Nicholas P. Timms
Submitted: December 2025 : Published: 29th March 2026
Abstract
This paper presents a novel theoretical synthesis uniting high-energy astrophysics with advanced biophysics through the mathematical framework of analogue gravity. By cross-referencing the kinematic behavior of ultrafast outflows and soft X-ray flares observed in the active galactic nucleus NGC 3783 with the electrophysiology of the Enteric Nervous System, we propose that living tissues function fundamentally as semiclassical gravity engines. The architecture of Jackiw-Teitelboim gravity is utilized to model the biological spacetime of the gastrointestinal tract, wherein autonomic vagal tone acts as a dilaton field analogous to the magnetic tension found in magnetohydrodynamic accretion disks.

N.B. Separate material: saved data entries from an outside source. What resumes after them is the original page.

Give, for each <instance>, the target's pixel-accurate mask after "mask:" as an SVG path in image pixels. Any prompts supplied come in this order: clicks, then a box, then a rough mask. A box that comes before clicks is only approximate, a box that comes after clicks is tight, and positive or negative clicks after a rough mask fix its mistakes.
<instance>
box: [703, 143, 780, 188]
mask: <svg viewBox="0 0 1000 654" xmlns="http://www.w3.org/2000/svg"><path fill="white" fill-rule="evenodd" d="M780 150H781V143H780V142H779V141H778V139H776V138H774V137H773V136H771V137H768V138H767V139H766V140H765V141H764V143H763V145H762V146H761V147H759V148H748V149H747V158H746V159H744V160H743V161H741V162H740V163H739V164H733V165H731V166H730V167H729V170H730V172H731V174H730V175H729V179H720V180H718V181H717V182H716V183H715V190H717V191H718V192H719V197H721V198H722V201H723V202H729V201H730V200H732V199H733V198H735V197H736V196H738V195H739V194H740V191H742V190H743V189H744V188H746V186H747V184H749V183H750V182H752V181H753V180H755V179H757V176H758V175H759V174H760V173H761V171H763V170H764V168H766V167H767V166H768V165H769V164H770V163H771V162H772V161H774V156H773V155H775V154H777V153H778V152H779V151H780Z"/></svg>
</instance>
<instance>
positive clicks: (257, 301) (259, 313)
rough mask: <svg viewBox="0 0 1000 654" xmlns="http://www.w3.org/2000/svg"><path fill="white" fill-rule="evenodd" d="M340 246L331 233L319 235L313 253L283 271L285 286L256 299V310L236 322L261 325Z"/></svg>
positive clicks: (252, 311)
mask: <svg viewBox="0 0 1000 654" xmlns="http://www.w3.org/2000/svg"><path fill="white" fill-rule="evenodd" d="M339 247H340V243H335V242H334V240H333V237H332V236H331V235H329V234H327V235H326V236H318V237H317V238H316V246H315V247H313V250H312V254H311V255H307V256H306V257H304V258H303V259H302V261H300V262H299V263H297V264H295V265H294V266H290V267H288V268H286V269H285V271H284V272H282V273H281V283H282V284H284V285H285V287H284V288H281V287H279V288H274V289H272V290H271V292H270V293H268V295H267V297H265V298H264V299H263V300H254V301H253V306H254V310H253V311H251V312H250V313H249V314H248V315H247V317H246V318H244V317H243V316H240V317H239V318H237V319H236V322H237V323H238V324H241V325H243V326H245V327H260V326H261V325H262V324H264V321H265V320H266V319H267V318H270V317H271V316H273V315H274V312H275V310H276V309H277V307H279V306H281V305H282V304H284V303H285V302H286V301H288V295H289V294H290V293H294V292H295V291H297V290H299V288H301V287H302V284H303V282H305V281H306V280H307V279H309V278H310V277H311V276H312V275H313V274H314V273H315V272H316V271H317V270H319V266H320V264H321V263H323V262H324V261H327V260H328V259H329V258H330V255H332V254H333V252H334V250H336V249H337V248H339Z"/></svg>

Furthermore, the astrophysical “clump-in-stream” topology characteristic of magnetically driven outflows is identified as the direct kinematic counterpart to biological motility and growth waves, with cellular depolarization events mirroring the trigger mechanism of coronal soft flares.
To address the thermodynamic stability of biological systems against entropic decay, this model demonstrates that vagal neural networks operate as stabilizing spacetime wormholes, while the primary pacemaker syncytium functions as a protective one-eigenvalue instanton. Ultimately, this interdisciplinary synthesis posits that the macroscopic spiral patterns observed during embryonic development represent discrete topological defects and continuous magnetic reconnection events occurring within a semi-quenched gravitational fluid. This paradigm offers a purely physical etiology for complex gastrointestinal dysmotility—redefining clinical conduction blocks as analogue event horizons—and concludes that biological organisms continuously extract functional work from thermodynamic noise through the rhythmic topological restructuring of their internal metric.